C’è però anche un’altra formula con cui il mondo politico, i media, gli apparati ideologici della borghesia ricorrono di fronte al ripetersi di queste stragi della classe operaia. La condanna generica e universale, tanto radicale e apocalittica nei toni quanto assolutoria per la borghesia nei fatti. Ricordando i fatti di Marcinelle su Famiglia Cristiana del 10 agosto, la scrittrice, autrice e conduttrice televisiva Catena Fiorello unisce istituzioni, «datori di lavoro», sindacati e «tutti noi» in un ecumenico appello a diventare «sentinelle» in grado di denunciare il manifestarsi dell’«abuso» che porta alla morte sul lavoro. Il finale dell’articolo è al maiuscolo: «E MAI PIÙ MORTI SUL LAVORO, urliamolo tutti a gran voce». Queste sono urla che non fanno male al capitale. Anzi, qualche urletto di rito e di comodo – in una pausa tra gli strilli continui per l’esosa pressione fiscale, per l’incuranza della “politica” nei confronti delle proprie sacre esigenze – lo può lanciare, da qualche palco istituzionale e quando la circostanza lo richiede, anche Confindustria. Persino gli stessi imprenditori che mandano a morire i loro dipendenti. Simili esortazioni all’affratellamento di tutta la società, di tutte le sue classi di fronte alla tragedia dei morti sul lavoro, non ha altro reale, oggettivo significato che distogliere dalla necessità della lotta dei lavoratori contro l’ingranaggio capitalistico che li schiaccia e che li sacrifica al profitto.

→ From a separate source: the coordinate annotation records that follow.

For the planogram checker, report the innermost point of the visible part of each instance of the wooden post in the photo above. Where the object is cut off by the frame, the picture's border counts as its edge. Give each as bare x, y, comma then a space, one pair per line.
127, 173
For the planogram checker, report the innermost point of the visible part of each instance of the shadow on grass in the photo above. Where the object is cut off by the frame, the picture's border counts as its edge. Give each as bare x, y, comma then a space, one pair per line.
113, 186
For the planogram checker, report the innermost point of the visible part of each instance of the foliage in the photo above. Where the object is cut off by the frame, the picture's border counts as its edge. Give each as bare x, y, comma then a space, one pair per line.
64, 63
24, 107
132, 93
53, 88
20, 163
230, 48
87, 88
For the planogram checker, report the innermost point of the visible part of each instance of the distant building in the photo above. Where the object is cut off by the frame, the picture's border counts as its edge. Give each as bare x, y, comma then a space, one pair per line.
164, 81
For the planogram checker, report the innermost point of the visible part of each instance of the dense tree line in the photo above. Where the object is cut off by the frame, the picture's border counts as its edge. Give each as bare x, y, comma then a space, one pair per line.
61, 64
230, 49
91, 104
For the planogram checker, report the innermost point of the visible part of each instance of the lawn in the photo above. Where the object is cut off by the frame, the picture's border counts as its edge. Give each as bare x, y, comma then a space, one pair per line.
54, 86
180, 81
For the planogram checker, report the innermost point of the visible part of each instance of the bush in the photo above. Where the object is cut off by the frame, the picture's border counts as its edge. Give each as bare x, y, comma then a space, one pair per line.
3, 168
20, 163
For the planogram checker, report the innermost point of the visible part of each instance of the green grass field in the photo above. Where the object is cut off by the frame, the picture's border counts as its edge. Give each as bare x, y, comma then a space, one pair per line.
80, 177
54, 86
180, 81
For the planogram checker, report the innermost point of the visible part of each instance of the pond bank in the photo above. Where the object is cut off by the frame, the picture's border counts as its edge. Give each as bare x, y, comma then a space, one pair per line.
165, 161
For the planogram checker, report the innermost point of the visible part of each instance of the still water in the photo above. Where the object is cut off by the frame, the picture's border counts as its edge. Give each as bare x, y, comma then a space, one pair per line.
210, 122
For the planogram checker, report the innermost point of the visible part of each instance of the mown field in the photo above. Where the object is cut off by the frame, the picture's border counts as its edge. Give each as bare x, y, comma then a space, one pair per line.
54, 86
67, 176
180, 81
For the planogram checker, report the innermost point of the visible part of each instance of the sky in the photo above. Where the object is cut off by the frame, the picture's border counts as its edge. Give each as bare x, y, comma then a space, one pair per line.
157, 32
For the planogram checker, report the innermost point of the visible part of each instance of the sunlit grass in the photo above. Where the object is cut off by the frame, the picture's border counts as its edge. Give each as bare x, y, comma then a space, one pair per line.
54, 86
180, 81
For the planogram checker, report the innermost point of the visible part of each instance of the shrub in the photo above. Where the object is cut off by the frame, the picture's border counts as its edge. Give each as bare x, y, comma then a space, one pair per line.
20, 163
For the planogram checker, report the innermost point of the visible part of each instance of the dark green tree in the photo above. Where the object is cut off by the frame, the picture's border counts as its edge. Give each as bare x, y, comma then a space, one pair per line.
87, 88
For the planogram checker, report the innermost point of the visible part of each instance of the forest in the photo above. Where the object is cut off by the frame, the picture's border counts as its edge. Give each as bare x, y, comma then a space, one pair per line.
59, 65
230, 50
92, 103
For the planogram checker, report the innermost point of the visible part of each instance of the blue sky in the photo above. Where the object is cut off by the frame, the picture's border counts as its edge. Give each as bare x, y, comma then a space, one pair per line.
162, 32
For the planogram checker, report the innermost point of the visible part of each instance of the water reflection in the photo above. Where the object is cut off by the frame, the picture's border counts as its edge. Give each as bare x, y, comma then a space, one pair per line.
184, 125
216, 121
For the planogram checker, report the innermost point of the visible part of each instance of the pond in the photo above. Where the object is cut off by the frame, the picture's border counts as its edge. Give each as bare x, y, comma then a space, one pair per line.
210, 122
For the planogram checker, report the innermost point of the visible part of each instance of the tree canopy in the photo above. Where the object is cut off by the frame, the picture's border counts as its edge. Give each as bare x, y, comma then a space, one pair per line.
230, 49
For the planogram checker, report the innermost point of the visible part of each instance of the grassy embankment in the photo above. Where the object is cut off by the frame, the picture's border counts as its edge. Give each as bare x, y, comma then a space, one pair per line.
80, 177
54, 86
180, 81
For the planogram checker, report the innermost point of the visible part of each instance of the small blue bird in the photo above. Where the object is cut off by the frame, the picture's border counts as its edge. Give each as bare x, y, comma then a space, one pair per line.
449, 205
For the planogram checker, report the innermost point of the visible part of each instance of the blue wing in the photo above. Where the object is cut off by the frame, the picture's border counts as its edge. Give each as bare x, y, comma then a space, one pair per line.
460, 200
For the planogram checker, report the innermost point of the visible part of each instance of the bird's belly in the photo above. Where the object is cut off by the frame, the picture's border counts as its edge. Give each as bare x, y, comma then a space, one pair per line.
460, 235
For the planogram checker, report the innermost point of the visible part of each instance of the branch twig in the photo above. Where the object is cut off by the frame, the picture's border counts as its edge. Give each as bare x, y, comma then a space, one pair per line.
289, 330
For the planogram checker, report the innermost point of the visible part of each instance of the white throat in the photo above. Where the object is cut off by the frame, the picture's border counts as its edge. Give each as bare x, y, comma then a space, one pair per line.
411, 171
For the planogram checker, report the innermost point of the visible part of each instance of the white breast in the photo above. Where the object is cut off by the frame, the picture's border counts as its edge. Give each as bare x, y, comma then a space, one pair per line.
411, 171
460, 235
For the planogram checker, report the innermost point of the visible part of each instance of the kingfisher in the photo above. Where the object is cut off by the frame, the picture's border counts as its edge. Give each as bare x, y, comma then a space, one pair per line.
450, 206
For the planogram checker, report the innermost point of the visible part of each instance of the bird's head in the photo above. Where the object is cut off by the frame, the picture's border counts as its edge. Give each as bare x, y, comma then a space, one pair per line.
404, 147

Già ne Le lotte di classe in Francia dal 1848 al 1850, Marx ebbe modo di smascherare il significato politico reale delle pie e celestiali invocazioni alla fraternità nel pieno della giungla della società divisa in classi. «Questa idillica astrazione dai contrasti di classe, questo livellamento sentimentale degli interessi di classe contraddittori, questo immaginario elevarsi al di sopra della lotta di classe».
Un’immaginazione certo non innocente né innocua. Un’immaginazione di fatto funzionale a perpetuare quel sistema che produce costantemente l’infortunio e la morte sul lavoro, logicamente, coerentemente con la propria natura e con le proprie essenziali leggi di funzionamento.
La necessaria lotta di classe del proletariato non può che essere anche lotta contro queste velenose illusioni.